Overlap: Scott uses an overlapped word balloon in PvP quite often.
Paired with a transparent PNG file, he gets a really cool effect on his site.
I think the key to using this technique is restraint. Floating the balloon too far away creates a disconnect between the balloon and the panel — which is counter-productive.
The two should work as a unit.
Bridge: Now, I’d been reading comics since the late 70s — and working on them since the late 90s. And I’d never taken notice of this approach until a couple years back, when I was paging through an old Batman comic and saw this.
I gotta tell you, I think this strategy is brilliant.
I can tell you from experience that it sets up some really interesting compositions and — since some of the space that it uses comes out of the gutter — it’s a good way to get more words in.
I can also tell you from experience that the key to doing this well is keeping the tail away from the gutter. If you get it too close, it looks awkward.
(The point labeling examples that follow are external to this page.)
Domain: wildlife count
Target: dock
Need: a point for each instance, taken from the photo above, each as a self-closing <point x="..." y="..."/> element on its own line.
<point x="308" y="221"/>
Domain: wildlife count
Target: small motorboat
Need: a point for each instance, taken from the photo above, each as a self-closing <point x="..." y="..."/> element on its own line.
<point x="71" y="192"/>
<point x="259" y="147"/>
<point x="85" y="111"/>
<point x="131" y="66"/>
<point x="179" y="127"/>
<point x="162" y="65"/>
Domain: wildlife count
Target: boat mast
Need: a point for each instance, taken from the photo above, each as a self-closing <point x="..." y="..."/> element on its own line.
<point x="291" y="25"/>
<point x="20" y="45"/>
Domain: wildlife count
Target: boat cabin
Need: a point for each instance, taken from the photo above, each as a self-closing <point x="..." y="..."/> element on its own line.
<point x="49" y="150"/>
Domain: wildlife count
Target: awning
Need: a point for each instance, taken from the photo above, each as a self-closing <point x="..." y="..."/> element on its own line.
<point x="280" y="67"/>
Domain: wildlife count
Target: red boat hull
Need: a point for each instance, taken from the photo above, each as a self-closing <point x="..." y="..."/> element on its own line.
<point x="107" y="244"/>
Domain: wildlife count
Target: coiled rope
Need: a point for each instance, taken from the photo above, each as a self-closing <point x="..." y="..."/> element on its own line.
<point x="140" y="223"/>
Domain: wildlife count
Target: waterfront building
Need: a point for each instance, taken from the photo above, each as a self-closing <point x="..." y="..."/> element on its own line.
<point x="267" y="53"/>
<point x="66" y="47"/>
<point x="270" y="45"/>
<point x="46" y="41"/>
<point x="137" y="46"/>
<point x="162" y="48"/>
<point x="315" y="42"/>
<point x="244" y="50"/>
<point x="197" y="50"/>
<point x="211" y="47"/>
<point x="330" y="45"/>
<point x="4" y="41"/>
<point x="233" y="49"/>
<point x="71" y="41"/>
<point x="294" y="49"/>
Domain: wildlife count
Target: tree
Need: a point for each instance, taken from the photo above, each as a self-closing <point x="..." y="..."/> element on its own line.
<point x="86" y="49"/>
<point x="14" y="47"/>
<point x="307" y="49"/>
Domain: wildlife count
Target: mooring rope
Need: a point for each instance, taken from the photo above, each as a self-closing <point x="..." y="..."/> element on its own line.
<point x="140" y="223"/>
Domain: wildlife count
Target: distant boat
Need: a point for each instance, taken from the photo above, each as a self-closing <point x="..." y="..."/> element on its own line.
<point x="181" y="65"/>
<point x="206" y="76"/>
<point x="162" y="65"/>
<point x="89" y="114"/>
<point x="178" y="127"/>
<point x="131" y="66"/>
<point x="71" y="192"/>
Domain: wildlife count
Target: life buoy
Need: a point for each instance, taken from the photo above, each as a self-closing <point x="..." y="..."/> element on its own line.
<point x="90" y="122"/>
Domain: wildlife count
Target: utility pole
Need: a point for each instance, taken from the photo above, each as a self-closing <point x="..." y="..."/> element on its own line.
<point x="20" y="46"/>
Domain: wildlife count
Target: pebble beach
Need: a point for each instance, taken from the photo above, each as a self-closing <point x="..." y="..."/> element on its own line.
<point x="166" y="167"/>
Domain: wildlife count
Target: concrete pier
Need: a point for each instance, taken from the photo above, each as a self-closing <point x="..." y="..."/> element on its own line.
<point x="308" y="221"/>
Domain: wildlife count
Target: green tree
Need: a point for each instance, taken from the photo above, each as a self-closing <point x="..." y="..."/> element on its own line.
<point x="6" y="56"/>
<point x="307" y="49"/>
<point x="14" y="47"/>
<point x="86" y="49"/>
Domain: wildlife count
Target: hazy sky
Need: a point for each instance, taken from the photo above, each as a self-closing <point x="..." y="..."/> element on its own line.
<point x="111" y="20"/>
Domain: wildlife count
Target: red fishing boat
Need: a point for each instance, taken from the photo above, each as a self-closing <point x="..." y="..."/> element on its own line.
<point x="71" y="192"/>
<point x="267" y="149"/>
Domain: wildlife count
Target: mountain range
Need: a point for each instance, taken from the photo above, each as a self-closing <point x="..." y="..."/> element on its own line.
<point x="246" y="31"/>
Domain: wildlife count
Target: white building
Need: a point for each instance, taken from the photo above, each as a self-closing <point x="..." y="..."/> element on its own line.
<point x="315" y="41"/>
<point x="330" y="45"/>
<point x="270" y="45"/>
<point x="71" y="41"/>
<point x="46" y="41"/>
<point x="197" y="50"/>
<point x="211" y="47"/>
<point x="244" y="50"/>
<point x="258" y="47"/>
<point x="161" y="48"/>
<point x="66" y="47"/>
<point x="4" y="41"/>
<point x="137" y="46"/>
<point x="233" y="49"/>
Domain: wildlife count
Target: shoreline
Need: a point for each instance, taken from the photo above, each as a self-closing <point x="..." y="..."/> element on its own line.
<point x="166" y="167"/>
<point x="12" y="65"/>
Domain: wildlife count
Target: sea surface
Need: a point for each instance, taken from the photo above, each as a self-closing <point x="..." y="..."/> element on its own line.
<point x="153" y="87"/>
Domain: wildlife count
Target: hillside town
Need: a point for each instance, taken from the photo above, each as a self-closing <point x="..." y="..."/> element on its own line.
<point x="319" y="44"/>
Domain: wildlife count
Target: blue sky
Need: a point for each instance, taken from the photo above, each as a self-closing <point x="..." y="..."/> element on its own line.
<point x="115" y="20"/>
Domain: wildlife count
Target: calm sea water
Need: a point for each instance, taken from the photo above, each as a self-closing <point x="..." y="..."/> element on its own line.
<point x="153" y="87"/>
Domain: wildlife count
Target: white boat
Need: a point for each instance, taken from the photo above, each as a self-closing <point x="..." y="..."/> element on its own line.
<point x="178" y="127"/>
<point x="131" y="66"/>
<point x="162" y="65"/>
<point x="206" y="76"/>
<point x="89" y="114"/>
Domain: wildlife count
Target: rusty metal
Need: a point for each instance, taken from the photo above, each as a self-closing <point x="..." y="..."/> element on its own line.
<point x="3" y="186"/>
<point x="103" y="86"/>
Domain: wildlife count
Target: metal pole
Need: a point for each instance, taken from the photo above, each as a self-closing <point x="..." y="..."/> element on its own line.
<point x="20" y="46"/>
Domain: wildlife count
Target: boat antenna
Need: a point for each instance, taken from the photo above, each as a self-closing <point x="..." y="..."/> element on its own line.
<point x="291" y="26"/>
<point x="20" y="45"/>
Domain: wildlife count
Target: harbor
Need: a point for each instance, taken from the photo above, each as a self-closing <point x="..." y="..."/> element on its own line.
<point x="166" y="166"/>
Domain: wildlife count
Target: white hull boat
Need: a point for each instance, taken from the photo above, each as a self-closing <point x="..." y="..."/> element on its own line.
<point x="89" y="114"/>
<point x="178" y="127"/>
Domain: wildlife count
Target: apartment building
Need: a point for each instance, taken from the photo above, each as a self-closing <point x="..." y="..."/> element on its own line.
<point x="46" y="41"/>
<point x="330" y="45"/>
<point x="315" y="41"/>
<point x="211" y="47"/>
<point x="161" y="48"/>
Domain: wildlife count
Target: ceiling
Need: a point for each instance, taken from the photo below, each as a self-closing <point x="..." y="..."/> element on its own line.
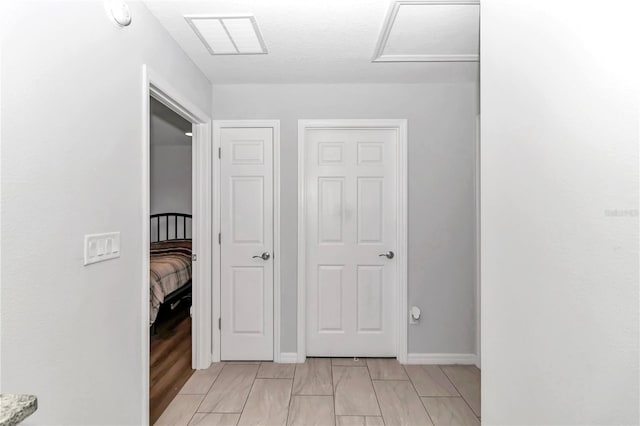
<point x="329" y="41"/>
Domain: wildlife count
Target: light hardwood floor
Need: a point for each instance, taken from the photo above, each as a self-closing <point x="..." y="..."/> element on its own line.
<point x="324" y="391"/>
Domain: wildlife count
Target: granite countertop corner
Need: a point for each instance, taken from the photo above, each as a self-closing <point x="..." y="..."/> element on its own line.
<point x="16" y="408"/>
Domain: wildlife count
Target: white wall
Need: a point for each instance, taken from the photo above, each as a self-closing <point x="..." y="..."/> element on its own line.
<point x="560" y="212"/>
<point x="71" y="164"/>
<point x="441" y="190"/>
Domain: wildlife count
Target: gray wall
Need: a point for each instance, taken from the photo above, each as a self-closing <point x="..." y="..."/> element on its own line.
<point x="170" y="163"/>
<point x="71" y="153"/>
<point x="171" y="179"/>
<point x="441" y="190"/>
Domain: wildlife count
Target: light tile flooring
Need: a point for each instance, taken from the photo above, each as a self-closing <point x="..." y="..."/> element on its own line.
<point x="324" y="391"/>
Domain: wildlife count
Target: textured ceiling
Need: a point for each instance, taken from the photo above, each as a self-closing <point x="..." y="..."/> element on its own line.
<point x="319" y="41"/>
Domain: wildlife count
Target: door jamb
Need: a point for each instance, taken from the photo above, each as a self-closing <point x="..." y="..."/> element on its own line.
<point x="275" y="125"/>
<point x="400" y="305"/>
<point x="154" y="85"/>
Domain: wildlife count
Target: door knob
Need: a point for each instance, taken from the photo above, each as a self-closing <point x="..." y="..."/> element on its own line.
<point x="263" y="256"/>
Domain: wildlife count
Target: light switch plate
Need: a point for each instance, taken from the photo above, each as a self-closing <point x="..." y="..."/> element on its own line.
<point x="101" y="247"/>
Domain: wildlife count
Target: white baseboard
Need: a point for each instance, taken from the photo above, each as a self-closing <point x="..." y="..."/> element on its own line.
<point x="427" y="358"/>
<point x="288" y="358"/>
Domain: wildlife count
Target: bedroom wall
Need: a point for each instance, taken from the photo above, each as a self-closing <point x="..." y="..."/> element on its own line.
<point x="560" y="265"/>
<point x="441" y="190"/>
<point x="170" y="168"/>
<point x="71" y="161"/>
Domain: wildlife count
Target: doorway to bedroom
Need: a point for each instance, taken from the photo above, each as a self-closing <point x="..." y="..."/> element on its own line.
<point x="170" y="255"/>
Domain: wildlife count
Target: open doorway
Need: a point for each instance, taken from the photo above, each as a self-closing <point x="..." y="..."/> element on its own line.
<point x="176" y="216"/>
<point x="170" y="255"/>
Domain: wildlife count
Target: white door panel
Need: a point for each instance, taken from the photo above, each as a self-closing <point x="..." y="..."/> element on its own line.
<point x="350" y="185"/>
<point x="246" y="287"/>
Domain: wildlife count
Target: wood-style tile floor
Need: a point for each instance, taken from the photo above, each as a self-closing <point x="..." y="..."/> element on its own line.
<point x="324" y="391"/>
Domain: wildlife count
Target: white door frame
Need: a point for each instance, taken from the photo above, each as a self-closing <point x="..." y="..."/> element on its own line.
<point x="218" y="125"/>
<point x="153" y="85"/>
<point x="400" y="309"/>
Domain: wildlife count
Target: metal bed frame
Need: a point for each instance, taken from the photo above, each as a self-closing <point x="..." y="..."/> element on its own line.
<point x="173" y="299"/>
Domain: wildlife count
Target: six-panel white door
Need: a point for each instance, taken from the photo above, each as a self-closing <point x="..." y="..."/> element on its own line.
<point x="246" y="218"/>
<point x="350" y="186"/>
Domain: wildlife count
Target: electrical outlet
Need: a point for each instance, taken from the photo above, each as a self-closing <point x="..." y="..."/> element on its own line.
<point x="101" y="247"/>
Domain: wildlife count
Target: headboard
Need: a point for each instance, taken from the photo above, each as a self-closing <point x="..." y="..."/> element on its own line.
<point x="171" y="226"/>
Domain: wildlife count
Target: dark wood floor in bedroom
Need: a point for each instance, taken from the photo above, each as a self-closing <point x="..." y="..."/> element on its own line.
<point x="170" y="360"/>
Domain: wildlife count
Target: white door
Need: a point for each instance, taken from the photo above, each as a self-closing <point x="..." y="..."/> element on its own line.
<point x="246" y="285"/>
<point x="350" y="183"/>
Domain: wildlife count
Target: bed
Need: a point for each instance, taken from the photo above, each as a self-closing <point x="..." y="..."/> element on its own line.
<point x="169" y="262"/>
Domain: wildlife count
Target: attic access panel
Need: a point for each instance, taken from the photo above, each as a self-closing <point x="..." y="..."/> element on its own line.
<point x="430" y="31"/>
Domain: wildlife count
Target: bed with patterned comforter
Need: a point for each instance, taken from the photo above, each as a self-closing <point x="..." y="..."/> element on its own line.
<point x="170" y="269"/>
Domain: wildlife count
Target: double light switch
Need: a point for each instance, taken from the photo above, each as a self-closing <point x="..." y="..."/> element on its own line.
<point x="100" y="247"/>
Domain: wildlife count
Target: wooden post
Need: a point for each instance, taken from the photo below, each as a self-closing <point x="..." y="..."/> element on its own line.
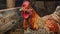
<point x="10" y="3"/>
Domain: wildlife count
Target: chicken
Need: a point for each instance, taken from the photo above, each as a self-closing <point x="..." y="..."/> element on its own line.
<point x="34" y="20"/>
<point x="27" y="12"/>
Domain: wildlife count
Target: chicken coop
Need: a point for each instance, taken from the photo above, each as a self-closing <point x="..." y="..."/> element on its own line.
<point x="11" y="21"/>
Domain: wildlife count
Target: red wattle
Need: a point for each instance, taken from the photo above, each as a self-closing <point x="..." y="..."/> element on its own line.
<point x="24" y="15"/>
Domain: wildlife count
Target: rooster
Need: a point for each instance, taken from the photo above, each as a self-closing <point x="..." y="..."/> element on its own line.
<point x="34" y="20"/>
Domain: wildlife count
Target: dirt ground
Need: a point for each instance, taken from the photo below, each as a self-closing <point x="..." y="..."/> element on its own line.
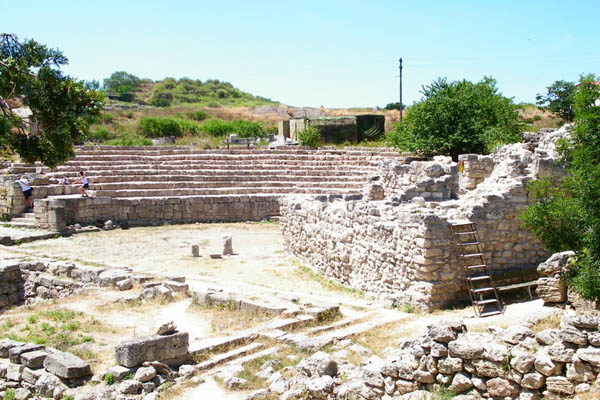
<point x="260" y="267"/>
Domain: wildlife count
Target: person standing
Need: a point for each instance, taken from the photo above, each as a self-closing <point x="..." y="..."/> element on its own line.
<point x="27" y="191"/>
<point x="84" y="184"/>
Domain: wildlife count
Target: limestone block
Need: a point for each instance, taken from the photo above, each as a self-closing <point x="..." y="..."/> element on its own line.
<point x="552" y="290"/>
<point x="163" y="348"/>
<point x="66" y="365"/>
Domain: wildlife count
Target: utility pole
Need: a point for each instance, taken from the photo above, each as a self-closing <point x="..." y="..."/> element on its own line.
<point x="400" y="89"/>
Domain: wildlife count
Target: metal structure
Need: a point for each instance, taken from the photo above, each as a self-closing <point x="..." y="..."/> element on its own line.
<point x="481" y="287"/>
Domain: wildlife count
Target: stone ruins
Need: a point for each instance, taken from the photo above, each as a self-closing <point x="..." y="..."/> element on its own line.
<point x="370" y="219"/>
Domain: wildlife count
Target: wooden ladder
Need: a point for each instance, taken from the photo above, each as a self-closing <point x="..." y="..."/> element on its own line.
<point x="480" y="284"/>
Burst balloon: If you’re doing this digitally, doing a starburst is pretty simple, but hand-drawing a starburst can get a little tricky.
Here’s what I do. I start by pencilling a standard word balloon and then I draw a larger ellipse around the body of the balloon.
Then I draw a zig-zag line between the two guides.
If I keep the angles roughly consistent, I can make it all the way around without it looking ugly.
Compound balloon (1): You can divide the word balloon of a single speaker in the same panel.
This is useful if the speaker is interrupted by another speaker or if the speaker is delivering two separate thoughts in the same panel. Or, heck, it’s even a darned useful way to indicate a pause.
I prefer the connector tail to be a natural extension of the balloon tail.
Compound balloon (2): Of course, there’s nothing that says that you need a connector tail between the two parts of a compound balloon.
You might choose to mash both balloons together. But, again, in choosing where to intersect the two balloons, I try to position them so they meet in the zone indicated by the tail.